San Antonio — Lou Peribella says that the only way to get something done is to get involved politically. That’s why he voted since he was 18 years old.
“Of course, my brothers, they influenced me, they explain everything. I study candidates as they say. So I’m leaning conservatively.” Rivera says.
He proudly shows his support with unmissable signs and flags in the front yard of his home in South San Antonio. He says he expects him to be a Democrat and must constantly explain his conservative views to his gentlemen (people).
“That’s it. Did I have to explain to people why I belong to the Republican Party? I’m not against Democrats, but I’m against their politics. They are. If it doesn’t help, why do I need to vote? “Rivera asked.
That same passion is shared throughout the highway where Norma Cavasos lives. She is a Democrat and her political involvement stems from the parents of immigrants who couldn’t vote.
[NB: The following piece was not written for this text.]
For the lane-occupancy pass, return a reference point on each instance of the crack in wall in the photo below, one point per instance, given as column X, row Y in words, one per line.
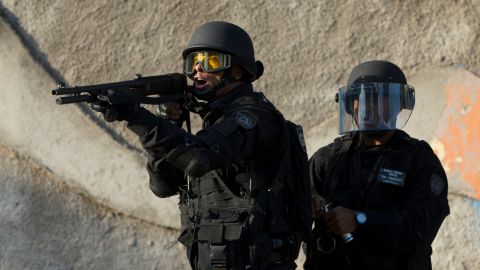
column 40, row 58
“My dad had to give me only one lecture to never forget the importance and privilege I had to vote aloud,” Rivera said. ..
Both plan to vote for the State House of Representatives elections in the backyard.
The race will take place between two Latino Americans, John Rougen and Frank Ramirez. One is a Republican in a region with a long history of going to the Democratic Party.
Political adviser Christie Woodward says Latin Americans in Texas are considered primarily Democrats, but that is changing in some areas, such as Zapata County.
She says this is due to Republicans striving for a highly concentrated Latin community.
“Education and affluence are the main factors for Latin Americans in Texas. It is religious affiliation that can switch from Democratic to Republican,” says Woodward.
That influenced why Rivera voted for the Republican Party.
“That’s not the only reason I go for them. I go for them because they contribute to the community,” Rivera said. “He is a Christian man, a progan, an anti-abortion man, and a family man.”
Cavasos does not believe that Latin Americans should be assumed to belong to a particular political party.
“I don’t think your race or ethnicity justifies how you see things politically,” Cabassos said.
That’s why experts say that the Latin community in Texas cannot be painted with a political paintbrush.